MacRuby supported Interface Builder and shipped with a core library called HotCocoa to simplify Cocoa programming. MacRuby was also used as an embedded scripting language for Objective-C applications.

In May 2012, Laurent Sansonetti announced RubyMotion, a port of MacRuby for iOS, OS X and Android.

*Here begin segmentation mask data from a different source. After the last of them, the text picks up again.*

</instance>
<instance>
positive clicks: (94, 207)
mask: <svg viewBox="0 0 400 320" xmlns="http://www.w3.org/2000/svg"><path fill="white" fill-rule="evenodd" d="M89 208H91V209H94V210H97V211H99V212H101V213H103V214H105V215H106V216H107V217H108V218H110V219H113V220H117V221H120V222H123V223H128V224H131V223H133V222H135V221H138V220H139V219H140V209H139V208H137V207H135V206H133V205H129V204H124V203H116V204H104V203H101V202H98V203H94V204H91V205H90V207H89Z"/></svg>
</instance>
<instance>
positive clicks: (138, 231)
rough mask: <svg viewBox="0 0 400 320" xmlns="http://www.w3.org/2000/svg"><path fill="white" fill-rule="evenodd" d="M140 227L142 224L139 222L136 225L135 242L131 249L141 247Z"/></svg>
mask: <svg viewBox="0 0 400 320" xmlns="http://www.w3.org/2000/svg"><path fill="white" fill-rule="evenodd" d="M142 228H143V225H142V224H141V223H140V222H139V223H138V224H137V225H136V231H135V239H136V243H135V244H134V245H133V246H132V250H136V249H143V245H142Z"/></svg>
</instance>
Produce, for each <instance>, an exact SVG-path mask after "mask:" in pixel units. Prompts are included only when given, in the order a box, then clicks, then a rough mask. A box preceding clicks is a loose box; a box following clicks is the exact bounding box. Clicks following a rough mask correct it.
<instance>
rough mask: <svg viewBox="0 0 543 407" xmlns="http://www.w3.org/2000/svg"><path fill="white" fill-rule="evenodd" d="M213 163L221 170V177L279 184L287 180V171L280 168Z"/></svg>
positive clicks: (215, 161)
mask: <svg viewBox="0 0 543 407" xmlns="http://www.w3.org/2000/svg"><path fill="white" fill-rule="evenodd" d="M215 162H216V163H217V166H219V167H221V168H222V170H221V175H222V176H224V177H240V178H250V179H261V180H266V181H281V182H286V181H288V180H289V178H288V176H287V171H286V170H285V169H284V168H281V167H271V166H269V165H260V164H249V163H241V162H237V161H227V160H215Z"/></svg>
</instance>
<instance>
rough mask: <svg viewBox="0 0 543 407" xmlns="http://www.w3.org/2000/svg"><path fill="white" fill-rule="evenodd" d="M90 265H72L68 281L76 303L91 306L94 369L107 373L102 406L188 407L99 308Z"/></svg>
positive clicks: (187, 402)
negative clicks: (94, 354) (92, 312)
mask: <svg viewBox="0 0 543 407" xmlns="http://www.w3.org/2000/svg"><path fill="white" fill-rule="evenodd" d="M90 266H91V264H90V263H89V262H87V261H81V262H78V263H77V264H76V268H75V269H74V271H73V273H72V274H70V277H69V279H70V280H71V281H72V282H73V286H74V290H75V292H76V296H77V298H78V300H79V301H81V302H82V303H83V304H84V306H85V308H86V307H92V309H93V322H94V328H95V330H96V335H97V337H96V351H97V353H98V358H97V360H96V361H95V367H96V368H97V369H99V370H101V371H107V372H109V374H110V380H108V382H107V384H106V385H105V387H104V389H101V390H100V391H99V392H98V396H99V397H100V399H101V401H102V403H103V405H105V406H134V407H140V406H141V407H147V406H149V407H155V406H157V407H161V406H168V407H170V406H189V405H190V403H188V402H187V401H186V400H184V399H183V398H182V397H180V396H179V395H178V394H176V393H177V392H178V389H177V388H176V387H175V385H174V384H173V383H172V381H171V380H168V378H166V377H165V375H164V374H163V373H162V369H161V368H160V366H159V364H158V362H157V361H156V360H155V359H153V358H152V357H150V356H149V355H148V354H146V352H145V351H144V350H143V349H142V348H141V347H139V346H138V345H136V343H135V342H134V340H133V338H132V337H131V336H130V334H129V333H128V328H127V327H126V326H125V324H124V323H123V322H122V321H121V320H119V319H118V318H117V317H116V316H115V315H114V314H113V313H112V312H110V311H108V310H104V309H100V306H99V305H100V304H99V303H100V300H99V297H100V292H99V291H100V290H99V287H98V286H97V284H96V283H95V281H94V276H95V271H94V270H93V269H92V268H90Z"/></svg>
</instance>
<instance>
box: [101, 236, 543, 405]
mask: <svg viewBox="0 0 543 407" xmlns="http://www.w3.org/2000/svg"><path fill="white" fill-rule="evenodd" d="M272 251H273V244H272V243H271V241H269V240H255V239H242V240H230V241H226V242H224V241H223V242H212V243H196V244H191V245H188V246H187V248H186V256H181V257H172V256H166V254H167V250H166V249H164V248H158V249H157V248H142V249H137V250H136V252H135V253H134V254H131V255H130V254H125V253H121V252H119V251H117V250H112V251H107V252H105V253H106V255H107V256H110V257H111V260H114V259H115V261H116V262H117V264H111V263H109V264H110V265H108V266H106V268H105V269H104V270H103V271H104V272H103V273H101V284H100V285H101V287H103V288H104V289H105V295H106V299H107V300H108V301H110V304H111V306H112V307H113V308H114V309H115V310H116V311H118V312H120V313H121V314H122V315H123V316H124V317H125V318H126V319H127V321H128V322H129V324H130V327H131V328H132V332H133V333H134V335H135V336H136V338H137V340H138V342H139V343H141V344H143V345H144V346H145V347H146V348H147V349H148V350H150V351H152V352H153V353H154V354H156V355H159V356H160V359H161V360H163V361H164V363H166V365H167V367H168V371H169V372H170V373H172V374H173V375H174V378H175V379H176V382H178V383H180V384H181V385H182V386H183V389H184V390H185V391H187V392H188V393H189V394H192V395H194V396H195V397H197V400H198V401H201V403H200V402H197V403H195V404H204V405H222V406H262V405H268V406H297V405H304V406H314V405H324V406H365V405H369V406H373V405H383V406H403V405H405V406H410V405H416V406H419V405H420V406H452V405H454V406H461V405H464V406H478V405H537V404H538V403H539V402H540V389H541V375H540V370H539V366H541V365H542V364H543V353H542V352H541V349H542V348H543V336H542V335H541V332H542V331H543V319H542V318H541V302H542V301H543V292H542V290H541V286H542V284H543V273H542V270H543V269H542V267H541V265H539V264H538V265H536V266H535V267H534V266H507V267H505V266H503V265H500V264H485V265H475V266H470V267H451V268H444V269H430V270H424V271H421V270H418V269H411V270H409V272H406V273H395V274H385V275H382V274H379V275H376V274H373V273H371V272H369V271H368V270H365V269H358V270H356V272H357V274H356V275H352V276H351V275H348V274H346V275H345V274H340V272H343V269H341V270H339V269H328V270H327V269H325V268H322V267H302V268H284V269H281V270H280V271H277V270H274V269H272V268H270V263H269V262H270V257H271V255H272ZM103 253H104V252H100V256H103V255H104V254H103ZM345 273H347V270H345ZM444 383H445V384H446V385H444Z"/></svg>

Development on MacRuby effectively ended in late 2011, coinciding with the principal author's departure from Apple Inc. As of Jan 5 2015, The MacRuby project is no longer under active development; MacRuby does not work on Mavericks, the team having shifted their focus to a commercial RubyMotion product for iOS and OS X.

==History==
MacRuby was originally called "ruby+objc" and was developed by Laurent Sansonetti, who began work on it in late 2007. In March 2008, the first publicly available version, MacRuby 0.1, was announced on the official RubyTalk forum. Version 0.2 was released in June 2008, and implemented Ruby strings, arrays and hashes as native Cocoa types. In September 2008, MacRuby 0.3 was released and included the HotCocoa library as well as several HotCocoa example programs. In October 2008, Apple created its first MacRuby page on its Developer Connection website.

MacRuby 0.4 was released in March 2009, MacRuby 0.5, 0.6, 0.7 in January, May and October 2010 respectively. MacRuby 0.8, was released on December 13, 2010, 0.9 on February 25, 2011 0.10 on March 23, 2011, 0.11 on October 17, 2011, 0.12 on June 11, 2012.